How AI and Causal Inference Are Changing the Way We Understand Impact
By: Miranda M. Yarowsky, SFS ’26, Fall 2025 MDI Communications & Events Assistant
In an age where algorithms shape what we see, who gets hired, and even who receives aid, “the hardest question isn’t how to predict; it’s how to measure”. This was a central message of the Fall 2025 MDI Distinguished Lecture, delivered on October 22 by Susan Athey, Economist and Professor of the Economics of Technology at Stanford University. Active in the field of machine learning and causal inference since 2007, and co-author of the influential papers: “Recursive Partitioning for Heterogeneous Causal Effects” and “Estimation and Inference of Heterogeneous Treatment Effects Using Random Forests”, Athey has helped reshape how researchers use machine learning to understand cause and effect.
In her lecture, Athey focused on how the next frontier of artificial intelligence (AI) is not just about building smarter systems, but about defining what successful impact truly means and how to measure impact: whether in labor markets, public policy, or social well-being.
Creativity in Defining What to Measure
Athey reminded the audience that creativity is as vital for scientists as it is for artists or engineers. “Creativity comes into defining what to measure,” she said. In a world ruled by data, deciding what to quantify is not neutral; our choices reflect our priorities. And these choices ultimately shape the direction where innovation leads.
In Athey’s own work, which includes building causal trees and causal forests, she hones in on improving the prediction of cause and effect. But in her lecture, she made a larger point: The metrics researchers pick can define what good or successful AI truly means. In this way, it seems the act of measuring can quietly steer how the whole field of AI develops.
The Challenge of Measuring Long-Term Impact
Athey also pointed out a longtime problem, which is that good measurement is rarely easy measurement. Many of the outcomes that matter most, whether in education or well-being, are difficult to observe in the short term. “It’s hard to measure in the long term,” she noted, because meaningful effects play out through complex social and institutional feedback loops.

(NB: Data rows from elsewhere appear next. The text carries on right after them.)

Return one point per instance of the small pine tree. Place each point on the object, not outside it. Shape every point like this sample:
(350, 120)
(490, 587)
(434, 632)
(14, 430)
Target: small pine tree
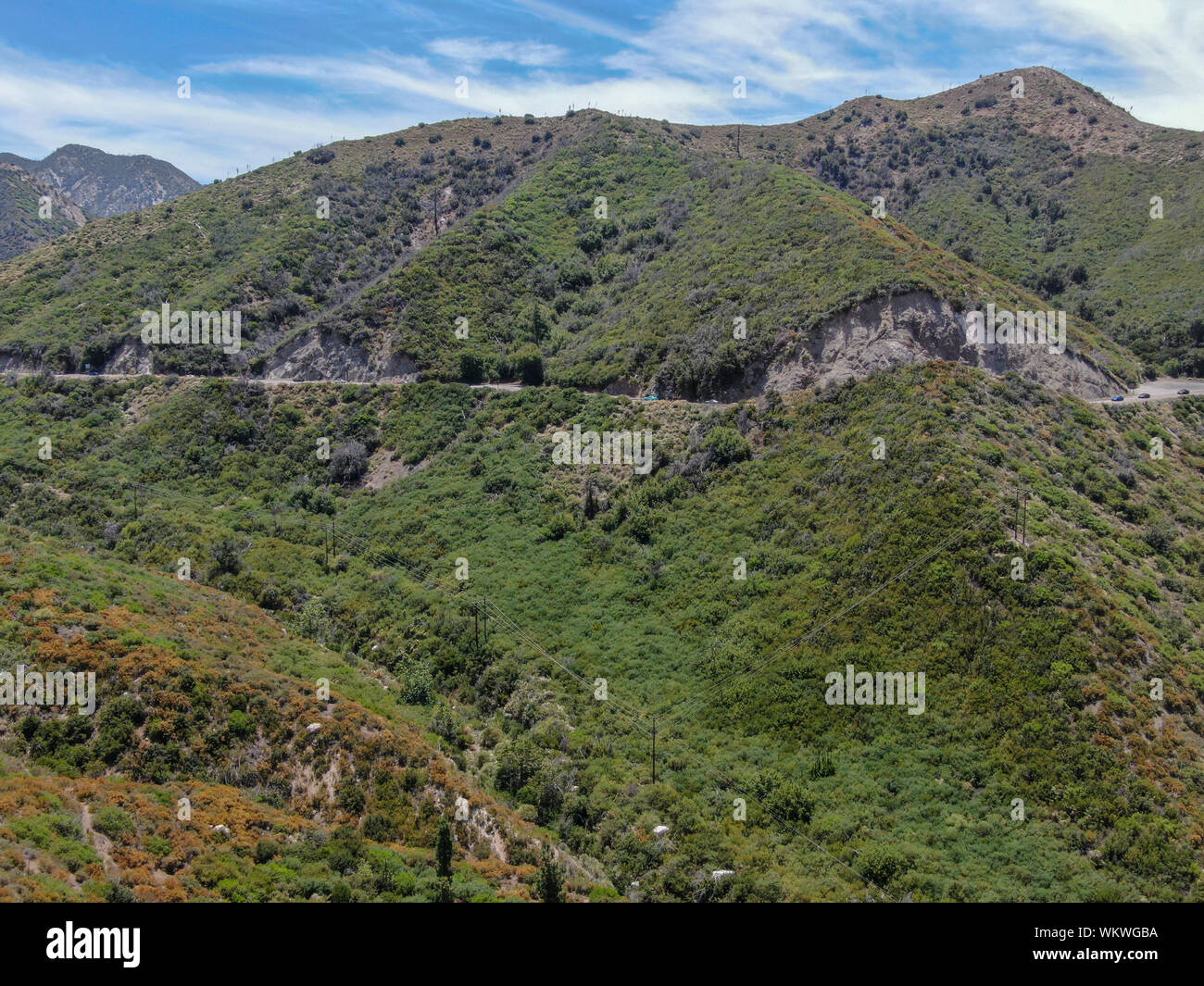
(550, 881)
(444, 848)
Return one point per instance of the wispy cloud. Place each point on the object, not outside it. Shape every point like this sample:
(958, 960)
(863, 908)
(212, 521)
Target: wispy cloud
(675, 61)
(474, 52)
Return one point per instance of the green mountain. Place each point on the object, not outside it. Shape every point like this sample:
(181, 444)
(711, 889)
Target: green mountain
(1052, 191)
(215, 767)
(1055, 757)
(588, 251)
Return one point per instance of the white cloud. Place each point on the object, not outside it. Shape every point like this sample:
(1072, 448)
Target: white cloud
(474, 52)
(797, 58)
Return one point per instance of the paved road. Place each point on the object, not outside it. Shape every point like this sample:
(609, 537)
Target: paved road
(1163, 389)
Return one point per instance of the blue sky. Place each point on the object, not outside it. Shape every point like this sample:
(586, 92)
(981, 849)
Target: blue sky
(269, 77)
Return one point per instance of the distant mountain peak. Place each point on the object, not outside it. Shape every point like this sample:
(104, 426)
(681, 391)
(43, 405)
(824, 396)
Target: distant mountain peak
(107, 184)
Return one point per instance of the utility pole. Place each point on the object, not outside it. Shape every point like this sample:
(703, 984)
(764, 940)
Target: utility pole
(654, 749)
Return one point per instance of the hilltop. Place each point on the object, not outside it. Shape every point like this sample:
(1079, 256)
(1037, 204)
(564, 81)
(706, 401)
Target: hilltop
(1051, 191)
(588, 251)
(107, 184)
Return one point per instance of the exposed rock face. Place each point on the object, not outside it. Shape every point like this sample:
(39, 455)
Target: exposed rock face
(919, 328)
(329, 357)
(24, 223)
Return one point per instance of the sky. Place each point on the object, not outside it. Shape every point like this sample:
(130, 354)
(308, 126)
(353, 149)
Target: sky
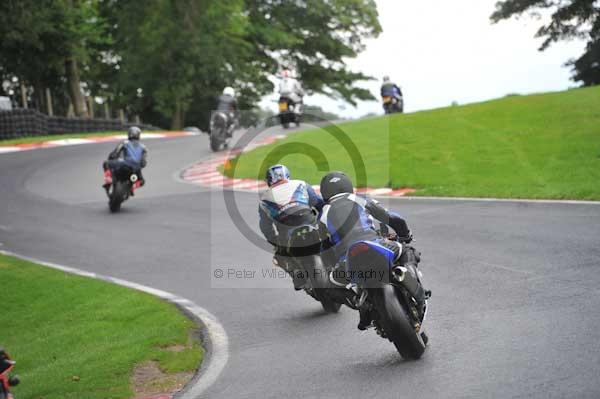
(440, 51)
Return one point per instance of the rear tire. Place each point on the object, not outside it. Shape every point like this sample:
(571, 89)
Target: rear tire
(397, 326)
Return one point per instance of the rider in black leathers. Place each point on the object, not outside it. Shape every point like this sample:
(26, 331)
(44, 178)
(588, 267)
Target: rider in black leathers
(347, 218)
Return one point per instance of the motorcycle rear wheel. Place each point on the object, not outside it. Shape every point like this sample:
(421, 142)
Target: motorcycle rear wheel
(397, 325)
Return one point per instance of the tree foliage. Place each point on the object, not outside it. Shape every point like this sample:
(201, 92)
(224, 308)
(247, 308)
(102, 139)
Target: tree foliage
(167, 60)
(570, 19)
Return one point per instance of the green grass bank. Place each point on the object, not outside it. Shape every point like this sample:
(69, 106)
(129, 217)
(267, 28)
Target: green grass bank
(74, 337)
(534, 146)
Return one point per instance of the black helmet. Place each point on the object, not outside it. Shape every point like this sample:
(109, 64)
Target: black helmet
(134, 133)
(335, 183)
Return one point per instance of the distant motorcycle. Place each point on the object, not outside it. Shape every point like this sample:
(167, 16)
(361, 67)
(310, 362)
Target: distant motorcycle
(304, 248)
(125, 182)
(388, 300)
(393, 104)
(220, 131)
(289, 112)
(6, 381)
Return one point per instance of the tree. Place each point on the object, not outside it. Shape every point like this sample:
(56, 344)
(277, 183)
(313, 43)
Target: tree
(44, 41)
(570, 19)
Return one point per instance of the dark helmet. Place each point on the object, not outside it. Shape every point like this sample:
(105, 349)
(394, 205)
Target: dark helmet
(134, 133)
(335, 183)
(277, 173)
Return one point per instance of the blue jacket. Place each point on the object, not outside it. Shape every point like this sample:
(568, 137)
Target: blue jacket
(290, 203)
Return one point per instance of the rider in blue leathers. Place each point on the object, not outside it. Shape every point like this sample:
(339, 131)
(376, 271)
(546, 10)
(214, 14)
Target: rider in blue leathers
(348, 218)
(286, 204)
(130, 153)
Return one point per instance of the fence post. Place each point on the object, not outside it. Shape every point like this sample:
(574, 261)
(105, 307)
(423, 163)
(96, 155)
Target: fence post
(91, 107)
(49, 102)
(23, 96)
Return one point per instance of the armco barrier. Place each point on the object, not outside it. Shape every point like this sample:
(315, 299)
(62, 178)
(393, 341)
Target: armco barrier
(28, 122)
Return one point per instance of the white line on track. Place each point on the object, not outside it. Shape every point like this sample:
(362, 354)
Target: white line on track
(214, 336)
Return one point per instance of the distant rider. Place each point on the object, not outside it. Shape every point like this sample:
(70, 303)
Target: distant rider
(228, 104)
(130, 153)
(290, 87)
(348, 218)
(390, 89)
(285, 204)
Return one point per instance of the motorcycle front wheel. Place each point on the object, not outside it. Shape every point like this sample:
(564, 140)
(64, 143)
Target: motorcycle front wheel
(396, 324)
(116, 197)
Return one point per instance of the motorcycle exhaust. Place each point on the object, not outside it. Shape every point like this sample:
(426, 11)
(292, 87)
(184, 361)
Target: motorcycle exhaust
(408, 280)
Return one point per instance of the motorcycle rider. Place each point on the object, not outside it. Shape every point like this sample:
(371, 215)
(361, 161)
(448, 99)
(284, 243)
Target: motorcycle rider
(390, 89)
(289, 87)
(227, 104)
(347, 218)
(285, 204)
(130, 153)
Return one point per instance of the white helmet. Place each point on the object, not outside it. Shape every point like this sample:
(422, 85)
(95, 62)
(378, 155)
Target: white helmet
(228, 91)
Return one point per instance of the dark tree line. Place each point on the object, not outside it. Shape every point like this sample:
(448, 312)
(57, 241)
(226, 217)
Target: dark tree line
(570, 19)
(166, 60)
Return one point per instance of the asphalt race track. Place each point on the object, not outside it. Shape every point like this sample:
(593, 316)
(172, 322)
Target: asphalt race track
(514, 312)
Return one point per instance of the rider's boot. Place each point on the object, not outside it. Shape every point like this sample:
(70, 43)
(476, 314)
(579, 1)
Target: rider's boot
(107, 179)
(365, 320)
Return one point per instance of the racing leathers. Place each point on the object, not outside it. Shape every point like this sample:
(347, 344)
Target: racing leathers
(391, 90)
(128, 153)
(348, 218)
(228, 105)
(283, 206)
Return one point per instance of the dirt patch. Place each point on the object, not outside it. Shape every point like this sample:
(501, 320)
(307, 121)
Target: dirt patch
(148, 380)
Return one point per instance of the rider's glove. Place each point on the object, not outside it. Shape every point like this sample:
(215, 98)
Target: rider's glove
(406, 239)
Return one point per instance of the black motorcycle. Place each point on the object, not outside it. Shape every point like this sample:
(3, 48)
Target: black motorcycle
(6, 381)
(220, 133)
(393, 104)
(386, 293)
(125, 181)
(289, 112)
(304, 248)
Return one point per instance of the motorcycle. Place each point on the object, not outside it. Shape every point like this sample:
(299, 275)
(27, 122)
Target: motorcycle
(393, 104)
(386, 293)
(125, 181)
(304, 250)
(220, 133)
(6, 381)
(289, 112)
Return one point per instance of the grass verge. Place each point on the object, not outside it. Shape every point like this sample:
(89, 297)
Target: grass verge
(75, 337)
(40, 139)
(536, 146)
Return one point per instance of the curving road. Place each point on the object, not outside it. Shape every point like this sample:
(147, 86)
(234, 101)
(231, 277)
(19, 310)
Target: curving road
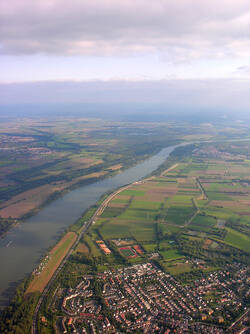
(87, 224)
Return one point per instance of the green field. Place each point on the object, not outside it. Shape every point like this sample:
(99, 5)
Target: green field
(172, 254)
(237, 239)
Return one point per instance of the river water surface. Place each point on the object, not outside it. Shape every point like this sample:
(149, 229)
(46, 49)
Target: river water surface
(23, 246)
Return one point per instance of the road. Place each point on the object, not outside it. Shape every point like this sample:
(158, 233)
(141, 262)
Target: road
(87, 224)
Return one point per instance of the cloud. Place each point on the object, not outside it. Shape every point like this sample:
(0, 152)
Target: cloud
(177, 30)
(211, 94)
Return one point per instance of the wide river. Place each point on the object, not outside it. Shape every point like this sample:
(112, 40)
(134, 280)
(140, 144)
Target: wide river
(22, 248)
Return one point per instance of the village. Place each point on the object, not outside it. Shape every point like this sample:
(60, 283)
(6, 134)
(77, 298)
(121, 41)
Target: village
(143, 299)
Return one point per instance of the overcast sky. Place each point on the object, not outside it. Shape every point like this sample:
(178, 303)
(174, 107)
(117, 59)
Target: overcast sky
(116, 40)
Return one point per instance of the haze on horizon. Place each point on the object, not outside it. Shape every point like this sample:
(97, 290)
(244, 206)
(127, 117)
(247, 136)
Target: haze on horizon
(181, 54)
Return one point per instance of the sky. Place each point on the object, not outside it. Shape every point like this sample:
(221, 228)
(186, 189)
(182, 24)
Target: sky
(57, 43)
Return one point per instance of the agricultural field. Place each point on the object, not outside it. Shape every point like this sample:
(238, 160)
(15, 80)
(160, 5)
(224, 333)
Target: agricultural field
(55, 257)
(40, 158)
(198, 208)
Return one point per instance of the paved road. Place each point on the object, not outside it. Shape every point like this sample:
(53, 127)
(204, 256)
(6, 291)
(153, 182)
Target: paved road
(87, 224)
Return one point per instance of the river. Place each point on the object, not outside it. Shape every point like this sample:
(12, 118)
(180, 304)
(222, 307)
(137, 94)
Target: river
(22, 248)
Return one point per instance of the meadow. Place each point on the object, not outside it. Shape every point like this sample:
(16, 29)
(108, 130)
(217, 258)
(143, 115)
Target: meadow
(199, 203)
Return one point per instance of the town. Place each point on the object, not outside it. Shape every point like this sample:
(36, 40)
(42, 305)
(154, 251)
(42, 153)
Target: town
(144, 299)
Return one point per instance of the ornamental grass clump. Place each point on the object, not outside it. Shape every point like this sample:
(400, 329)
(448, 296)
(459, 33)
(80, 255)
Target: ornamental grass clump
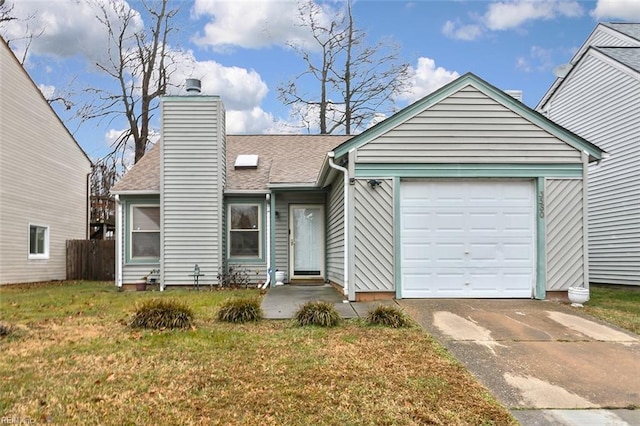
(388, 316)
(240, 310)
(162, 314)
(318, 313)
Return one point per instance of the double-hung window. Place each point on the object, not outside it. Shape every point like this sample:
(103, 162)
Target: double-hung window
(145, 232)
(38, 242)
(245, 231)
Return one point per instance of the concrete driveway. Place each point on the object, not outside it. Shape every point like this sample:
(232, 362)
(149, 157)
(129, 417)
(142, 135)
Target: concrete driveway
(546, 361)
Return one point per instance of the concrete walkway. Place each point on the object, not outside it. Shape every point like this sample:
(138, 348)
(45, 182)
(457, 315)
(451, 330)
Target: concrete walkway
(283, 301)
(545, 361)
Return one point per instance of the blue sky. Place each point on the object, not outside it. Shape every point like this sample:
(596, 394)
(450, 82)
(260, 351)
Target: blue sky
(239, 48)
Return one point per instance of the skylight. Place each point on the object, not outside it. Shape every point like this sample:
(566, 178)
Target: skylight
(246, 161)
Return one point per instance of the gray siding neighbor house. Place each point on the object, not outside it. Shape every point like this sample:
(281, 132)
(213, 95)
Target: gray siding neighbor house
(43, 181)
(598, 97)
(465, 193)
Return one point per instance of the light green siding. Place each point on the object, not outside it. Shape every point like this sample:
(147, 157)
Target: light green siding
(373, 236)
(192, 180)
(43, 178)
(564, 233)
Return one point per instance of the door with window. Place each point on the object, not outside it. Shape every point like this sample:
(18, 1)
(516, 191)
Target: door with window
(306, 240)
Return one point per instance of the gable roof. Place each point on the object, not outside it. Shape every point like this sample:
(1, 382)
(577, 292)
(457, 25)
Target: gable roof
(604, 35)
(284, 160)
(496, 94)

Her research on heterogeneous treatment effects, explores this challenge. Instead of asking whether an intervention “works” on average, Athey’s methods identify for whom it works and under what conditions. Through papers like “Recursive Partitioning for Heterogeneous Causal Effects” and “Estimation and Inference of Heterogeneous Treatment Effects Using Random Forests”, she has developed tools that help researchers move beyond prediction and into causal inference, or, in her words, “picking the right objective”, especially given the challenge of heterogeneity.
When Social Science Meets Artificial Intelligence
What is particularly meaningful in Athey’s work is how it demonstrates the indispensable role of social scientists in the future of AI. These vital researchers introduce frameworks for understanding the structural factors that shape the dimensions of human well-being that cannot be optimized by code alone. Athey illustrated this through diverse examples. She discussed analyzing data from 180,000 laid-off workers in Sweden to understand how automation influences employment trajectories. Another collaboration in Poland tested digital upskilling programs for women, showing how interventions must be evaluated not only on immediate outcomes but on long-term opportunities and constraints rooted in gender and labor markets.
When researchers reframed the question to include these structural constraints, they found that programs seeming effective in the short term often did little to change women’s long-term mobility or access to higher-quality jobs, insights that would have been invisible using only immediate metrics. In both cases, the model mattered, but the framing of what to measure mattered even more.”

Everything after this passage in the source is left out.